What is intriguing here, though, is that the author often undermines Dionysian elements of psychedelic culture through a governing ideology located in the function of psychedelic substances in the mind. He does this by, firstly, denigrating the Dionysian escape from the everyday, the ecstasy, and secondly by his application of a system I would term ‘psychedelic folk psychology’.
He writes: “The prevailing paradigm of the masses is one of escape and of simply being entertained by the pretty sparkling things” (Palmer 2014: 100). He then, quite rightly, states that it is challenging to use these compounds in self-healing work. However this leads Palmer into contextualising ‘healing’ or ‘self-healing’ as being the correct use. There is a mix-up here. The healing that Dionysus offers is through the very process of temporary escape into a world of hedonism, sparkling otherness, and the frenzy of lost identity. Palmer’s ‘healing’ is quite clearly Apollonian.
This articulation centralises ‘healing’ – not ecstasy – and the text is peppered with psychological and psychoanalytic terminology such as ‘integration’, ‘process’, ‘ego’ and ‘shadow’: “To reveal the raw truth about yourself, and release the identity of the ego and mind, you must face many fears and be prepared to change, be prepared to die, be prepared to face the unknown and be prepared for a challenging journey” (Palmer 2014: 124). At this point, the Dionysian has been sucked right out of the experience, as the rationale for tripping becomes a search and revelation on “the raw truth about yourself”. Indeed, the Greek idea ‘care of self’ had very little to do with Dionysian ecstasy, although Palmer – and many other psychedelic commentators it should be added – conflate the two.
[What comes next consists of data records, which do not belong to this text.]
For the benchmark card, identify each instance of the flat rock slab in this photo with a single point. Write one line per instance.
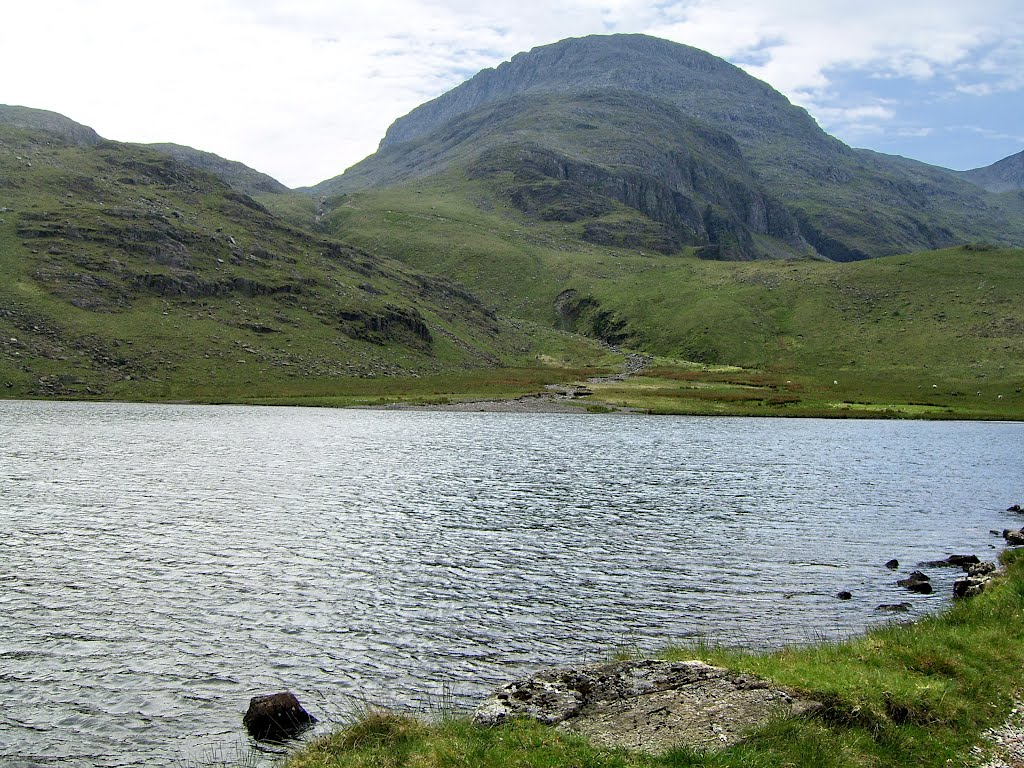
(648, 706)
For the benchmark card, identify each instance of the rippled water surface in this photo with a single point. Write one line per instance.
(160, 564)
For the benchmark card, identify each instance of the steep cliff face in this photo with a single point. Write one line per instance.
(584, 157)
(573, 163)
(1005, 175)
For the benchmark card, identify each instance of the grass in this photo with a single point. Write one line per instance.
(901, 695)
(929, 335)
(925, 335)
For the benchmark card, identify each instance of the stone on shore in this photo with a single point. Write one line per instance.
(976, 580)
(957, 561)
(894, 607)
(276, 717)
(649, 706)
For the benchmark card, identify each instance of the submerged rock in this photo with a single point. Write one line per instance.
(648, 706)
(976, 580)
(982, 568)
(970, 586)
(894, 607)
(916, 582)
(276, 717)
(956, 561)
(1014, 538)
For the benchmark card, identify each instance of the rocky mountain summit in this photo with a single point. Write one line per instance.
(709, 155)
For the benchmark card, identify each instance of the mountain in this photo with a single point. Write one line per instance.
(61, 128)
(843, 203)
(1004, 175)
(127, 273)
(238, 176)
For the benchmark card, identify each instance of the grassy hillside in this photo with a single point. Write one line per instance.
(928, 334)
(128, 274)
(850, 204)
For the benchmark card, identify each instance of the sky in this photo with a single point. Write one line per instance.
(302, 89)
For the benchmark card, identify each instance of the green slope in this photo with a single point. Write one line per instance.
(848, 204)
(124, 273)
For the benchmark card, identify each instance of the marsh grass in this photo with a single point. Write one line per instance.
(900, 695)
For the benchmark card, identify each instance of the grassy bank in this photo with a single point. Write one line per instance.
(902, 695)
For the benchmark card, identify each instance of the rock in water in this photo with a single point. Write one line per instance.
(1014, 538)
(916, 582)
(894, 607)
(276, 717)
(958, 561)
(649, 706)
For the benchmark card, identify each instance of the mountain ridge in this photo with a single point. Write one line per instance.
(849, 204)
(1001, 176)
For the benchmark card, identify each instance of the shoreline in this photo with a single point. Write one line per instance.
(924, 685)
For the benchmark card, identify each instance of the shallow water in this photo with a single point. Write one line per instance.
(160, 564)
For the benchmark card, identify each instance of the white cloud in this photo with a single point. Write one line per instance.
(301, 89)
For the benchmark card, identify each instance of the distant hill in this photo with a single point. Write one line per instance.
(848, 204)
(238, 176)
(1005, 175)
(58, 126)
(125, 272)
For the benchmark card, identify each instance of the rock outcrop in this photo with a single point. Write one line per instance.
(276, 717)
(916, 582)
(649, 706)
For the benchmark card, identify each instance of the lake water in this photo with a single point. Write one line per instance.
(161, 564)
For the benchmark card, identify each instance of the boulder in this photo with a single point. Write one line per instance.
(970, 586)
(982, 568)
(916, 582)
(276, 717)
(648, 706)
(953, 561)
(894, 607)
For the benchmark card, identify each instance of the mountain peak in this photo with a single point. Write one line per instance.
(1004, 175)
(66, 129)
(700, 84)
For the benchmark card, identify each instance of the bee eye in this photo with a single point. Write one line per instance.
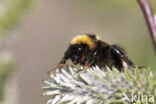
(95, 53)
(79, 49)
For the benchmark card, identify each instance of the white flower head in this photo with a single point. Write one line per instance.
(93, 86)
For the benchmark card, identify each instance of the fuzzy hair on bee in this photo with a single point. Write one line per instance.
(87, 50)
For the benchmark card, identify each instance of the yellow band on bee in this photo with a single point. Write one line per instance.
(85, 40)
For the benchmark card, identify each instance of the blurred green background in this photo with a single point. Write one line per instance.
(39, 40)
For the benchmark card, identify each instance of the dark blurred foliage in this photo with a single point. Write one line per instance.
(124, 18)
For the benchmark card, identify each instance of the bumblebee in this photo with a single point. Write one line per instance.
(87, 50)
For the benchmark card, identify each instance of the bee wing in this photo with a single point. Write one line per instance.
(120, 52)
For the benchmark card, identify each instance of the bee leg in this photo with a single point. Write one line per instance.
(60, 65)
(88, 64)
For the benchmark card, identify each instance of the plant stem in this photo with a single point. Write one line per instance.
(149, 17)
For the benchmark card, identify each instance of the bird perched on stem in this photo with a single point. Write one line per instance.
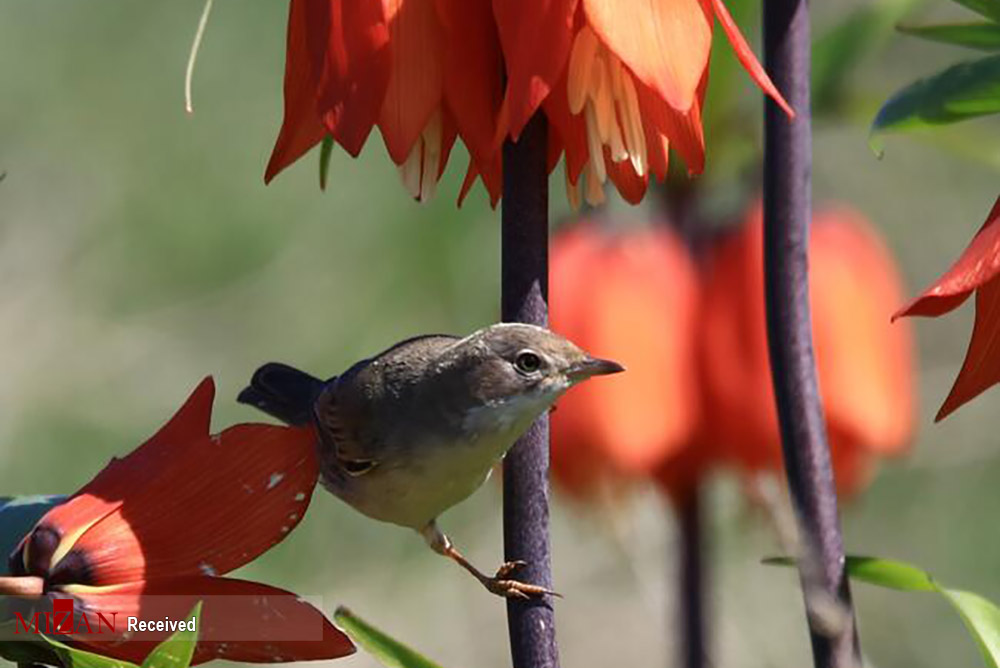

What’s more, in the beginning Palmer states that Articulations is explicitly not a scientific book, but seems singularly unaware that the psychological discourse on psychedelics which he uses is firmly rooted in the psycholytic and psychedelic therapies of the 1950s and 1960s: therapies and theories that at least purported to be scientific. He writes, “This approach differs from the way that, say, LSD was often used in the 1960s, whereby many were taking it to experience higher or expanded states of consciousness” (Palmer 2014: 100). Yet even a cursory glance at the literature of the period reveals the metaphors of ‘expanded’ and ‘higher’ to be intrinsically linked to questions of self, not simply ‘enlightenment’ as he moots.
It is a shame there is so much broad-stroke uncritical comment in Articulations. When Palmer is employing his knowledge of psychedelic flora, recounting historical episodes, and even discussing his personal relationships with a vast array of plants and substances, the book is very engaging. However, the uncritical nature of his assertions really undermines the whole authority of the book and, as a reader, it has a slightly alienating effect.
Note: This review was based on the 2nd edition. Just before going to print the author informed us a smoothed out 3rd edition is now available.